You can't just blindly move things to the right, compensating for parentheses. You would also need to check for the natural order of operations when building the tree, which adds to the complexity not insignificantly.

Here's an example of a very simple C++ recursive decent parser that will do what you wanted.

It is an object oriented program but I'm sure you could modify it to work as a C program if you really have to.


You are the man (or woman)! I (messily) changed your code into something that works in C and its perfect! This is exactly what I wanted.

I'll definitely do more reading up on the theory and computer science-y stuff to get familiar, but this definitely solves my immediate problem. I'm embarrassed to admit that I don't understand it yet, but in the name of knowledge, I shall get to understand it better :D

This method will fall apart if you put the operations in a different order though.

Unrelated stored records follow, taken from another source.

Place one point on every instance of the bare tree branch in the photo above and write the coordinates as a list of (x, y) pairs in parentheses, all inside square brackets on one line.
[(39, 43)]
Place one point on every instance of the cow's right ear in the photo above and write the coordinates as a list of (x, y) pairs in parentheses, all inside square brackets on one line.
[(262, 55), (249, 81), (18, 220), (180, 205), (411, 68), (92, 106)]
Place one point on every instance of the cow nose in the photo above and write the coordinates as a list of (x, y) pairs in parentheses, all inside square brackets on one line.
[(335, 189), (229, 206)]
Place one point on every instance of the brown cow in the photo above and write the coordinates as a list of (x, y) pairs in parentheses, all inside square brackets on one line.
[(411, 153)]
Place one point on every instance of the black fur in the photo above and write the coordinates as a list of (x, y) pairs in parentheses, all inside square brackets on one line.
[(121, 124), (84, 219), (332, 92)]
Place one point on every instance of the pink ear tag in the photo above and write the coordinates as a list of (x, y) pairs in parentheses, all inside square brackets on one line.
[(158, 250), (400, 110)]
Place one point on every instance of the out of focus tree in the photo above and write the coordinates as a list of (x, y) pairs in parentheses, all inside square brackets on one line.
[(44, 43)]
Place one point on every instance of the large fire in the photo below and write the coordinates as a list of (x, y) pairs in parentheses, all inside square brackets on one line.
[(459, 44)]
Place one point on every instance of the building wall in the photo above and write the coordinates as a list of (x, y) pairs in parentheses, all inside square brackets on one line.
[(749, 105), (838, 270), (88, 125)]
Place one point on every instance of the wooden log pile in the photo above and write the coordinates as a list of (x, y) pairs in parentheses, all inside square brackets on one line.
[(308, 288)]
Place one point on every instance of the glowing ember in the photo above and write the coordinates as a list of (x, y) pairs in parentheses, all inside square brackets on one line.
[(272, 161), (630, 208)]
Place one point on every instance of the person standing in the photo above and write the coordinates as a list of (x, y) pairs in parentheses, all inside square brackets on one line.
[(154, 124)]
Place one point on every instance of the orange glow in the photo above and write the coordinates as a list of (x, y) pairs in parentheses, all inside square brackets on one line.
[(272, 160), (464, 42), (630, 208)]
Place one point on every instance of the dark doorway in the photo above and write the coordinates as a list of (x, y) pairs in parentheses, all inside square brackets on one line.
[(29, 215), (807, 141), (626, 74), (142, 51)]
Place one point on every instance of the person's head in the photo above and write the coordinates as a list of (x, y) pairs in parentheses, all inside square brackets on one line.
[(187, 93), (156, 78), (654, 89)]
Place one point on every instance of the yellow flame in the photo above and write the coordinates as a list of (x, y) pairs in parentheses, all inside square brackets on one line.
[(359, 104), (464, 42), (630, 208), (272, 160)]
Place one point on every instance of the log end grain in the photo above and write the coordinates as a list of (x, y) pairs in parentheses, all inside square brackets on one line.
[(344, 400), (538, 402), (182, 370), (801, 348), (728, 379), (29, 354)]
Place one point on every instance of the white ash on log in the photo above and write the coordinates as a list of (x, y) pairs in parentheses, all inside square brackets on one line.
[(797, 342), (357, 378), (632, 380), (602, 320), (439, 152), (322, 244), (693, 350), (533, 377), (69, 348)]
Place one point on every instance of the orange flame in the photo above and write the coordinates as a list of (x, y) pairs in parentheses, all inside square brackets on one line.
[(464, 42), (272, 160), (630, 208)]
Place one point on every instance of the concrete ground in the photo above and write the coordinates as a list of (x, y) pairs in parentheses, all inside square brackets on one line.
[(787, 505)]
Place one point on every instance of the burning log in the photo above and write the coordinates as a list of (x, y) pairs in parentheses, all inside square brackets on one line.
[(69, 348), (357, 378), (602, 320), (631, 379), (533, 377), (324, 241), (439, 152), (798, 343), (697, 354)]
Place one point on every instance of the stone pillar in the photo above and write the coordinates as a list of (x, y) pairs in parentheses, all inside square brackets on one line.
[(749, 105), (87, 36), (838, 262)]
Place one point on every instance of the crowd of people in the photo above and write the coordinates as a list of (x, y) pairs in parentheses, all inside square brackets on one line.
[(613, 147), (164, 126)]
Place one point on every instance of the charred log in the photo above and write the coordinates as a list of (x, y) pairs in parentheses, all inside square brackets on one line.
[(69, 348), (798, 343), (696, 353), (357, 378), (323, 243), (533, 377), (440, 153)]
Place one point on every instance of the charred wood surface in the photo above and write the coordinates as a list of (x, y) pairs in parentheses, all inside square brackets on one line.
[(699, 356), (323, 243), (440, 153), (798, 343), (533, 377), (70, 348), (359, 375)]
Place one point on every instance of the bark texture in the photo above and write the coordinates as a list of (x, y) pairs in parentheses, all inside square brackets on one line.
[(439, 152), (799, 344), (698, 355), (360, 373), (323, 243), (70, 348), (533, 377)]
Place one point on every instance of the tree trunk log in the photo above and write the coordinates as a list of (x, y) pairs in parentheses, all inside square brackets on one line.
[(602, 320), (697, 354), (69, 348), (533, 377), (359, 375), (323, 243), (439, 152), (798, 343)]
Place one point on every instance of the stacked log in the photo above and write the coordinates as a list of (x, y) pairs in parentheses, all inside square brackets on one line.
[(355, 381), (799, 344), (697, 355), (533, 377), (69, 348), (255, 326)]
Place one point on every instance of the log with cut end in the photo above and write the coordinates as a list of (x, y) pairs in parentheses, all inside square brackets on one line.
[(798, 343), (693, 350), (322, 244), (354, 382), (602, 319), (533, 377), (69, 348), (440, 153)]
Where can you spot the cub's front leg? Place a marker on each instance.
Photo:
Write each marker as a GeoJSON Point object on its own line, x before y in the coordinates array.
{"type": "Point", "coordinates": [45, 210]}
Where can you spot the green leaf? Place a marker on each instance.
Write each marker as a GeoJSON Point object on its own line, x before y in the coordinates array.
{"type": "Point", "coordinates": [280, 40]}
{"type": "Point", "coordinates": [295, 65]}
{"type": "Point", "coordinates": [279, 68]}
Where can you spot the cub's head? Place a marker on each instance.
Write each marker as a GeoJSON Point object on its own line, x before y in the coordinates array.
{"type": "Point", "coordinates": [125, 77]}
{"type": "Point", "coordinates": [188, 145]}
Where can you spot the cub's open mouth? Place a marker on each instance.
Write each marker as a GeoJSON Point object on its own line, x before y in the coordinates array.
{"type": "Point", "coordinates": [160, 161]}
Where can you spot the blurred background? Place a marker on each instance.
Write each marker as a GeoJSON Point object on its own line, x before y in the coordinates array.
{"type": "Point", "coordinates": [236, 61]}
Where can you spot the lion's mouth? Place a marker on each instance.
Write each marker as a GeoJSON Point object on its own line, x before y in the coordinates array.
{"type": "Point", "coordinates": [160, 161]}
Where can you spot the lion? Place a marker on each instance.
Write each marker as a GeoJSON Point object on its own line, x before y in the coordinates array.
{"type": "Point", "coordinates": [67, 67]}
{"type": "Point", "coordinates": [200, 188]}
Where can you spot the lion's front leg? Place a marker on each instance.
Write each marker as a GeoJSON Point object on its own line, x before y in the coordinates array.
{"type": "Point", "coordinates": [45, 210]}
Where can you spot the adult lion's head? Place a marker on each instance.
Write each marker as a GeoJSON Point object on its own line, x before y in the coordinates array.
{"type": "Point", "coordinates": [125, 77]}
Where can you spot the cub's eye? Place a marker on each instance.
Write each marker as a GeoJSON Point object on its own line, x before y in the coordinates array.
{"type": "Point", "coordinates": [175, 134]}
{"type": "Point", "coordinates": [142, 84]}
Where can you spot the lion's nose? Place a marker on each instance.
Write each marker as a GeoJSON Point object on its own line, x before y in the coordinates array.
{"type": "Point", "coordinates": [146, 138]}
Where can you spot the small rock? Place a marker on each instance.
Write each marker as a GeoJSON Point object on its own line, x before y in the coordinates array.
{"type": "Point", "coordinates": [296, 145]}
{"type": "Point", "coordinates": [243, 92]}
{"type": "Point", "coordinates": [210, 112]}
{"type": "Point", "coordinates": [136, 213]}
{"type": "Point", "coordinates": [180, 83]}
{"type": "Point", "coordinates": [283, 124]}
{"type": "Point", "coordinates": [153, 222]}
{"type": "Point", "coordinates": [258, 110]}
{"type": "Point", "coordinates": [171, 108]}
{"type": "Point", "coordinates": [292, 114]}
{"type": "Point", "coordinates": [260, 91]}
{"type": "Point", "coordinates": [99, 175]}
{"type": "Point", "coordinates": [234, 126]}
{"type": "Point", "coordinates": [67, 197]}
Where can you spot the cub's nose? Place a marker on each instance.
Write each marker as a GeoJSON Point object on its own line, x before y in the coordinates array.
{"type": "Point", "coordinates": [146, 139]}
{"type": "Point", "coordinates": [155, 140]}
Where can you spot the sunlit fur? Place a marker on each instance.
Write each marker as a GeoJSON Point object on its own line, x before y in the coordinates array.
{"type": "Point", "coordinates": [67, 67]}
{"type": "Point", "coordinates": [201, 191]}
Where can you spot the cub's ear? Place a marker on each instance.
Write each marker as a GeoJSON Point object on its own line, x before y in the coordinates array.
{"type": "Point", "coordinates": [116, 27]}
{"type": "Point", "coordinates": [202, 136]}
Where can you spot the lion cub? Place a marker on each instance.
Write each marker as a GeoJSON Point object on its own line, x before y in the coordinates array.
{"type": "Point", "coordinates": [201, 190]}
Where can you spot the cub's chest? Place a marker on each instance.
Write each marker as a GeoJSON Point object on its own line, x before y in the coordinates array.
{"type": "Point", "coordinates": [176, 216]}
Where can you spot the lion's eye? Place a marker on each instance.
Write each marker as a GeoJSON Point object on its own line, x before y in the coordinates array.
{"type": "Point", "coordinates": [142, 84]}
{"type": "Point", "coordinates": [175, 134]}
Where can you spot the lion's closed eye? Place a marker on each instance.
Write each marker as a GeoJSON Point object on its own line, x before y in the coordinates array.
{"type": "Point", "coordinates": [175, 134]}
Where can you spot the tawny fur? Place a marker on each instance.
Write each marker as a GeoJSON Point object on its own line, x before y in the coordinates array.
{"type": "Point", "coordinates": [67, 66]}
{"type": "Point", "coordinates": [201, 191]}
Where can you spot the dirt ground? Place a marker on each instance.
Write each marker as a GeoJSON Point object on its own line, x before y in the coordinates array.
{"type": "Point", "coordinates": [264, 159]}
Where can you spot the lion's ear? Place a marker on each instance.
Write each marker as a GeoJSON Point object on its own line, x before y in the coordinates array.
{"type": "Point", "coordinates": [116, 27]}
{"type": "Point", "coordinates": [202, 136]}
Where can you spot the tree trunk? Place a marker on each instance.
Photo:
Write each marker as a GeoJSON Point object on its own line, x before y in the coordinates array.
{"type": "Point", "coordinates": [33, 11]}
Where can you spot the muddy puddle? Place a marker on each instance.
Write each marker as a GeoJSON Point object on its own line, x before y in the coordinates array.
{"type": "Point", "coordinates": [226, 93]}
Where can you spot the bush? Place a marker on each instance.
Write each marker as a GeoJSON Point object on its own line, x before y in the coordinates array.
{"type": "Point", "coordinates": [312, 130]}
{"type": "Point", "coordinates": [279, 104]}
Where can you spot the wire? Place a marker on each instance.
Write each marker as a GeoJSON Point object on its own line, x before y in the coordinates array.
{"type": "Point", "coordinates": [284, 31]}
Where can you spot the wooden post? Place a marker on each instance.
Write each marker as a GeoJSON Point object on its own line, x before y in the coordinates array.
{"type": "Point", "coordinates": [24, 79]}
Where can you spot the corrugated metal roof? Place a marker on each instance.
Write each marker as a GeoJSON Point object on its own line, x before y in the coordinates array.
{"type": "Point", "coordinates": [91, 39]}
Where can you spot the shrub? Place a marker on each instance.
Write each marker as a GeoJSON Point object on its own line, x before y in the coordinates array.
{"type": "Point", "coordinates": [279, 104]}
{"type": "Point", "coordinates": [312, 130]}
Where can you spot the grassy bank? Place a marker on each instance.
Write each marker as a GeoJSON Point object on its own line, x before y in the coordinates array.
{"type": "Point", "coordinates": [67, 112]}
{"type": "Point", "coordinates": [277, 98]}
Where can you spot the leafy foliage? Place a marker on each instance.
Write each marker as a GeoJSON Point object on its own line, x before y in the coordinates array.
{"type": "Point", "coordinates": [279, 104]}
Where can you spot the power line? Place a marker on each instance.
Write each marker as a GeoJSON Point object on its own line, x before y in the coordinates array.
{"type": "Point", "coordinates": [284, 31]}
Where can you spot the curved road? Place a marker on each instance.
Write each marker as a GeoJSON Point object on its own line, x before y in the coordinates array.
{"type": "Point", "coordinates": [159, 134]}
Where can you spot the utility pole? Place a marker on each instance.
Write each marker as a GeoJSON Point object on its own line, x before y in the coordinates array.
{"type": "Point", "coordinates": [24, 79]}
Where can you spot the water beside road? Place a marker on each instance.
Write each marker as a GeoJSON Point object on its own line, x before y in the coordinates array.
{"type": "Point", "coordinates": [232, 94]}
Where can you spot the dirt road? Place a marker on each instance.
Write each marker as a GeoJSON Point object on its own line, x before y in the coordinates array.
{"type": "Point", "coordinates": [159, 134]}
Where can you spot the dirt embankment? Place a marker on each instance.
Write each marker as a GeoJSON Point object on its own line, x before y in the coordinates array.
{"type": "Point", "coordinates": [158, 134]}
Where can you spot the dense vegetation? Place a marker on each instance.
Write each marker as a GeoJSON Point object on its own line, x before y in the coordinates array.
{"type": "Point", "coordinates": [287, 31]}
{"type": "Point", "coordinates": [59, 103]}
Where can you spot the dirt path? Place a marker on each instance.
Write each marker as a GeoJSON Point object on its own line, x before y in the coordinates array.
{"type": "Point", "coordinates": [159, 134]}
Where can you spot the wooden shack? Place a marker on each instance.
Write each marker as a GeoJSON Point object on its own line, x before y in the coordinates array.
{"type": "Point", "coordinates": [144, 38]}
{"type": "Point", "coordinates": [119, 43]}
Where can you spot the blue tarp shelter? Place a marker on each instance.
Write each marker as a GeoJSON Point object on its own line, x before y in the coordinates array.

For example:


3 + 4 * 5 # 3 is good, + isn't, so move it to the right
3 4 + * 5 # not enough arguments for a *, so move it to the right
3 4 + 5 * # perfect, valid post-fix syntax
7 5 * # evaluate 3 4 +
35 # evaluate 7 5 *


So the answer is 35. But wait a minute, 3 + 4 * 5 is 23! Darn that order of operations!

You can't just blindly move things to the right, compensating for parentheses. You would also need to check for the natural order of operations when building the tree, which adds to the complexity not insignificantly.

indeed, precedence is a terrible thing, which is why i much prefer languages like lisp, smalltalk and forth which have no concept of precedence :) (well, smalltalk does, but it's fairly simple)

oh, and btw, there are rules for evaluating precedence in rpn notation. these were pasted by tony earlier on and give the correct result if you start from the line containing "3 4 + 5 *".

This is not really a solution for you, unless you implement the code into your program, but I've just got to mention this command line calculator utility:
http://www.sourcefiles.org/Productivity_Tools/Calculators/e-0.02718.tar.gz
(http://www.sourcefiles.org/Productivity_Tools/Calculators/e-0.02718.tar.gz)
I don't know who has written it, and I'm not really sure whether it's an example of good or bad coding habits, but in its simple austerity it's really ingenious piece of code.

That page has lots of other calculators with sources too. You might want to look at their code too to get some hints.